- Librettist: Hélène Vrijdag
- Language: English, French
- Premiere: 19 March 2022 Enschede

= Orphee l'Amour Eurydice =

Opera by Christoph Willibald Gluck & Wolny Zbigniew

Orphée, L'Amour, Eurydice (OAE) is an opera in three acts (five scenes) for a tenor (who must also play electric guitar), a dancer and an actor, with pre-recorded electronic music using music from Gluck's Orfeo ed Euridice, composed by Zbigniew Wolny. The opera makes use of both projection screens and virtual reality headsets (VR).

The production was directed by Robin Coops, with VR-direction by Avinash Changa. The opera was co-produced by the Netherlands' three largest opera companies: The Dutch National Opera, Opera Zuid, and the Nederlandse Reisopera, and was part of the 2022 Opera Forward Festival in Amsterdam.

==Plot==
The opera tells the classic Greek Orpheus myth through the perspectives of Orphée (live theater + VR) and Eurydice (live theater + headphones).

===Orphée Experience ===

In the Orphée Experience, the audience follows the story from Orphée's perspective, sometimes even literally following in his footsteps. The audience enters the installation through the Orphée entrance and are assigned a place. There singer/guitarist Orphée introduces himself. In the second act, they are guided out onto a balcony and are fitted with VR goggles, where they follow Orphée's perspective in the virtual world while walking and using hand movements. After the VR experience, they remove their VR headsets, and move on to the third act where Orphée comes to a conclusion about his feelings about their broken relationship.

===Eurydice Experience===

In the Eurydice Experience, the audience follows Eurydice's perspective, entering the installation through the Eurydice entrance, where they receive a pair of headphones. Eurydice, a dancer, introduces herself through a pre-recorded audio monologue. In the second act the audience enters the interior of the set. Surrounded by a pre-recorded, surround-sound choir, they can see and hear live how Orpheus, Eurydice and Amour tell their story, each in their own way. They finish their experience in the third act where Eurydice comes to a conclusion in her feelings about their relationship.

==Roles==

Roles, voice types, premiere casts
| Role | Type | Premiere Cast |
|---|---|---|
| Orphée | tenor | Lucas van Lierop |
| Eurydice | Dancer | Kalin Morrow & Tijana Prendovic |
| L'Amour (Eros) | Actor | Julia Akkermans [nl] |

==Use of technology==
Set: Designed by Maze de Boer, the sets were designed to allow two stories to be told simultaneously. Set design included consideration for all technological elements, as well as space for the cast to perform.

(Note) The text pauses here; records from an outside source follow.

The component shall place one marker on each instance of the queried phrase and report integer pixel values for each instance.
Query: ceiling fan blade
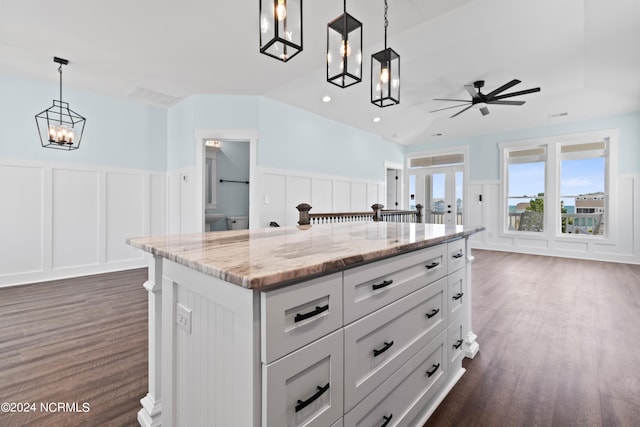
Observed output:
(506, 102)
(521, 92)
(449, 99)
(503, 88)
(461, 111)
(446, 108)
(472, 91)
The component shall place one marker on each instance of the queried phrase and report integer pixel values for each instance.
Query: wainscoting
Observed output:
(60, 220)
(621, 244)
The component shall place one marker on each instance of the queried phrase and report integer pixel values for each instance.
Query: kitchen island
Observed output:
(324, 325)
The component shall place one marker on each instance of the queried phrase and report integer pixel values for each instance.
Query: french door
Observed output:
(441, 191)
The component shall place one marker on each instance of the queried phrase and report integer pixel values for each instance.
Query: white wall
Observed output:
(60, 220)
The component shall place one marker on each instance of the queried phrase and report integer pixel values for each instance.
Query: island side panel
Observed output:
(210, 350)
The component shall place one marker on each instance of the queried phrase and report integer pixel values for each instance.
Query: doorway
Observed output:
(439, 188)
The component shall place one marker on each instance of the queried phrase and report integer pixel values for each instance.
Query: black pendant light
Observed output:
(59, 126)
(344, 50)
(385, 73)
(281, 28)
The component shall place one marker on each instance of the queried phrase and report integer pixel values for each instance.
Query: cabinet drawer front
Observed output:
(377, 345)
(372, 286)
(406, 392)
(294, 316)
(457, 294)
(305, 387)
(457, 255)
(455, 341)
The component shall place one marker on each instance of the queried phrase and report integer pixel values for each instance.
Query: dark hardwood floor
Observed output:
(559, 345)
(76, 341)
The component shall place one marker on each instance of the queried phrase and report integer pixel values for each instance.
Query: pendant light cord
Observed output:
(386, 23)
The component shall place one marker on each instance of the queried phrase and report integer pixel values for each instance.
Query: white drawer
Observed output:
(378, 344)
(457, 252)
(296, 315)
(457, 291)
(305, 387)
(455, 342)
(372, 286)
(403, 395)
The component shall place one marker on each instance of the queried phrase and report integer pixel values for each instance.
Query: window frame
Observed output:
(553, 158)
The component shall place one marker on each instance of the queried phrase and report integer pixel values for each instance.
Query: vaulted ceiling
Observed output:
(583, 54)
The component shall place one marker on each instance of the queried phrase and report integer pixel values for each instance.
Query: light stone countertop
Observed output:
(261, 258)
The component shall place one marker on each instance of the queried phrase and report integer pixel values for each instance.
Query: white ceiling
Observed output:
(584, 55)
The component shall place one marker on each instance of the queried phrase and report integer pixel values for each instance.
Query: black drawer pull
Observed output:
(387, 346)
(382, 285)
(300, 317)
(433, 371)
(303, 404)
(433, 313)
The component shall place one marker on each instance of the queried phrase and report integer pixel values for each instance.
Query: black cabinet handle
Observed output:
(387, 346)
(382, 285)
(433, 313)
(304, 403)
(433, 371)
(300, 317)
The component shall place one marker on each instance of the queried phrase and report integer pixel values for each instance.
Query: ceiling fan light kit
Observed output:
(281, 28)
(344, 50)
(481, 100)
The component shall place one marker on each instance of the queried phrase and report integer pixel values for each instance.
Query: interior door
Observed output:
(441, 191)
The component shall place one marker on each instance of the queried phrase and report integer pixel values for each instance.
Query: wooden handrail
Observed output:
(376, 214)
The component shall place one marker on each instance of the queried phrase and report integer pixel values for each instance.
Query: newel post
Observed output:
(376, 211)
(303, 210)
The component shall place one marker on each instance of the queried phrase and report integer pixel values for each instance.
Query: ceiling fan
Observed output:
(482, 100)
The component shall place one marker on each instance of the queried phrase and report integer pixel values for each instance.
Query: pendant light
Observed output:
(344, 50)
(385, 72)
(59, 126)
(281, 28)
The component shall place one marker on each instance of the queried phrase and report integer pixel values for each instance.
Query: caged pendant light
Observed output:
(344, 50)
(385, 72)
(281, 28)
(59, 126)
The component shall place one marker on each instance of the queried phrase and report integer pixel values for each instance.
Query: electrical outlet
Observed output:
(183, 317)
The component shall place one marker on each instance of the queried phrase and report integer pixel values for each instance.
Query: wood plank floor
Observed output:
(77, 340)
(559, 345)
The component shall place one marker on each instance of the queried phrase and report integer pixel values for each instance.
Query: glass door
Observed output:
(441, 191)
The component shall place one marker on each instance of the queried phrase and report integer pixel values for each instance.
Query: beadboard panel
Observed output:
(21, 222)
(59, 220)
(621, 244)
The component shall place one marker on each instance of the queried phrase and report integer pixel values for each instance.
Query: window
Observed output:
(582, 188)
(558, 186)
(525, 189)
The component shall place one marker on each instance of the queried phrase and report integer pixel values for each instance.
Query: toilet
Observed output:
(237, 222)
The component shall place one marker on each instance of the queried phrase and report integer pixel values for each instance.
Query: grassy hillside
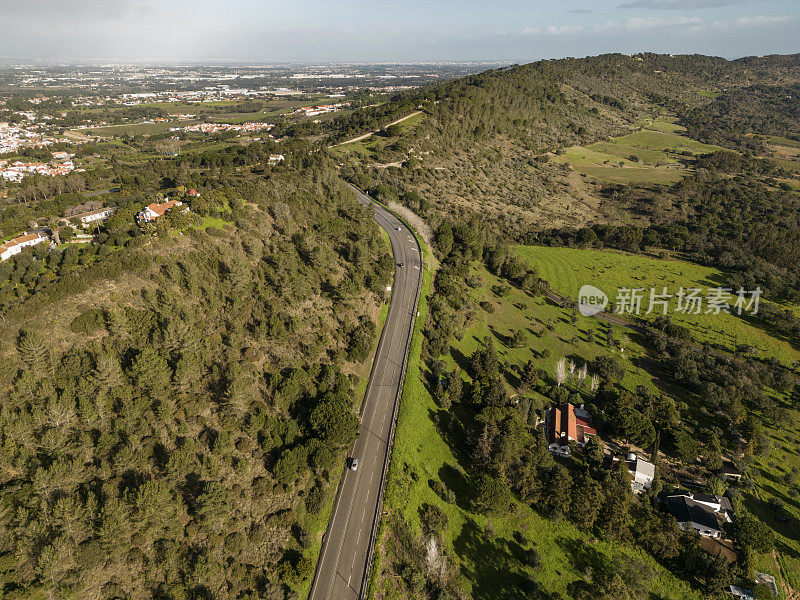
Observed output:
(520, 552)
(567, 269)
(176, 401)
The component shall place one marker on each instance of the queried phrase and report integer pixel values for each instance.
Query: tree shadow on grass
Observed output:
(456, 482)
(491, 566)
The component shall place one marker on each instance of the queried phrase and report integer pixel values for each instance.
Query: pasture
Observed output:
(493, 566)
(567, 269)
(655, 154)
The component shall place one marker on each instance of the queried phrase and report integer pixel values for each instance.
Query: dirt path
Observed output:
(371, 133)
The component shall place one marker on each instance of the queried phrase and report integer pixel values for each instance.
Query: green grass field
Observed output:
(567, 269)
(658, 148)
(491, 568)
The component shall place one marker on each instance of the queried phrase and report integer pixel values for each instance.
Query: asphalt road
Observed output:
(342, 567)
(369, 134)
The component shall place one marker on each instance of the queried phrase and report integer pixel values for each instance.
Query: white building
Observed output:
(97, 215)
(156, 210)
(642, 472)
(14, 246)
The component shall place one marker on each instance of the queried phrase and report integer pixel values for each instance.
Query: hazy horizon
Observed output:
(245, 32)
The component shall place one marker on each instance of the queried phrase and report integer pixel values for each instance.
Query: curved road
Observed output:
(343, 565)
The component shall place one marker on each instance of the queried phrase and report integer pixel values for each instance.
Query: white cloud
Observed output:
(634, 24)
(677, 4)
(744, 22)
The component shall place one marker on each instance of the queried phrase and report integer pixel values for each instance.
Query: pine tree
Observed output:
(561, 371)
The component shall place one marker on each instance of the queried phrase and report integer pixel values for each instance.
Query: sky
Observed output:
(326, 31)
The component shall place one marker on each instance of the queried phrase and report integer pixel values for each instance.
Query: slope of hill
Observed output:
(176, 400)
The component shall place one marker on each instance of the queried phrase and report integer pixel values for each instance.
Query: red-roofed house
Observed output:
(156, 210)
(564, 424)
(15, 246)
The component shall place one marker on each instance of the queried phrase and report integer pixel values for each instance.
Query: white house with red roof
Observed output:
(564, 424)
(153, 211)
(15, 245)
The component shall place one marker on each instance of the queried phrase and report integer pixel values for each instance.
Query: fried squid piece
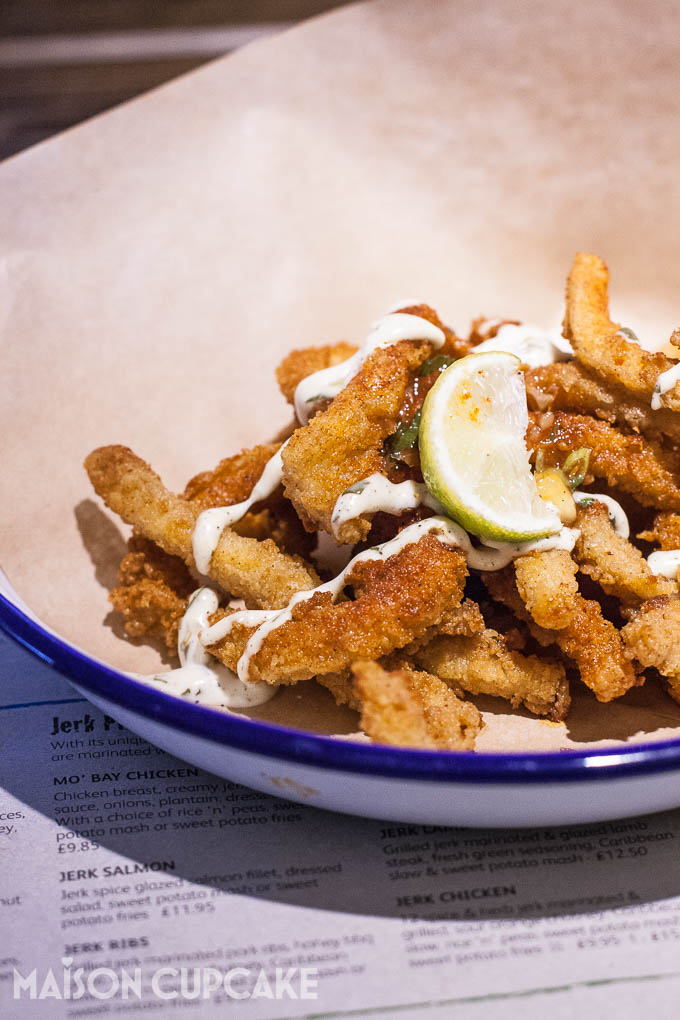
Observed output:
(232, 480)
(152, 593)
(546, 582)
(412, 709)
(297, 365)
(652, 638)
(341, 685)
(256, 571)
(632, 463)
(665, 530)
(396, 600)
(482, 664)
(591, 642)
(463, 620)
(344, 444)
(597, 342)
(612, 561)
(567, 386)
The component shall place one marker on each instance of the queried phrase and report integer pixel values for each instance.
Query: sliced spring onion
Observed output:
(406, 435)
(575, 466)
(434, 363)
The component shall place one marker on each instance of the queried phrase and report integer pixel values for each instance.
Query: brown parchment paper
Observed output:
(157, 261)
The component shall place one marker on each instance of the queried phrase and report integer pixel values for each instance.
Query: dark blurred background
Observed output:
(64, 60)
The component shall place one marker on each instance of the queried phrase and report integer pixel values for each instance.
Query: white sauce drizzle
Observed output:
(200, 677)
(665, 383)
(617, 513)
(377, 493)
(665, 563)
(327, 383)
(534, 347)
(491, 557)
(211, 523)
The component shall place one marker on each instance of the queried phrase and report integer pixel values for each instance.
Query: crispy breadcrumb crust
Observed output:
(413, 709)
(396, 600)
(256, 571)
(596, 342)
(633, 463)
(482, 664)
(344, 444)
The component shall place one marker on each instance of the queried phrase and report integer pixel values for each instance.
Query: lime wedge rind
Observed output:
(473, 454)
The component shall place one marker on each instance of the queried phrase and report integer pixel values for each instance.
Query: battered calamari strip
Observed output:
(256, 571)
(652, 636)
(482, 664)
(396, 600)
(591, 642)
(567, 386)
(619, 567)
(546, 583)
(233, 478)
(344, 444)
(665, 530)
(152, 593)
(297, 365)
(409, 708)
(632, 463)
(463, 620)
(595, 339)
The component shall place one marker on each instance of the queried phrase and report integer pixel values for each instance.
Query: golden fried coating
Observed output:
(463, 620)
(482, 664)
(567, 386)
(591, 642)
(652, 638)
(413, 709)
(256, 571)
(619, 567)
(297, 365)
(232, 480)
(344, 444)
(456, 347)
(665, 530)
(637, 465)
(396, 600)
(342, 687)
(546, 582)
(596, 341)
(152, 593)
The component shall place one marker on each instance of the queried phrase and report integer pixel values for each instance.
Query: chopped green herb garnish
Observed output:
(626, 332)
(406, 436)
(434, 363)
(575, 466)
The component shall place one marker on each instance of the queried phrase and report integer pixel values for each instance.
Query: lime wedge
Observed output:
(473, 454)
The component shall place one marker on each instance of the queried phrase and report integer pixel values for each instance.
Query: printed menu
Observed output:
(133, 882)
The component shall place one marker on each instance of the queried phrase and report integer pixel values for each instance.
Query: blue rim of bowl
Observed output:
(331, 753)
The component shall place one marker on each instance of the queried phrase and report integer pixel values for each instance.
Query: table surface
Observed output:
(63, 62)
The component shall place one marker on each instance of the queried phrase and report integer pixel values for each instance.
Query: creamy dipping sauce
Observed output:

Projections: During the performance, text-messages between Orphée, l'Amour, and Eurydice can be seen at various times. These elements were designed to allow for character back-stories to be communicated to the audience. Projections are also used when members of the audience are back-lit while using their VR-headsets, creating choreographed shadows, viewed by other members of the audience.

Sound: Perhaps the most integral part of the OAE experience, the opera made use of several different kinds of live and pre-recorded sounds. Orphée sings live, often accompanying himself on guitar. Throughout the opera pre-recorded music is played through various speakers, triggered at specific point by an off-stage sound technician.

VR-Headsets: An integral part of the experience, all elements of the Virtual Reality portion of the opera were created by WeMakeVR. The headsets used were the Meta Quest 2.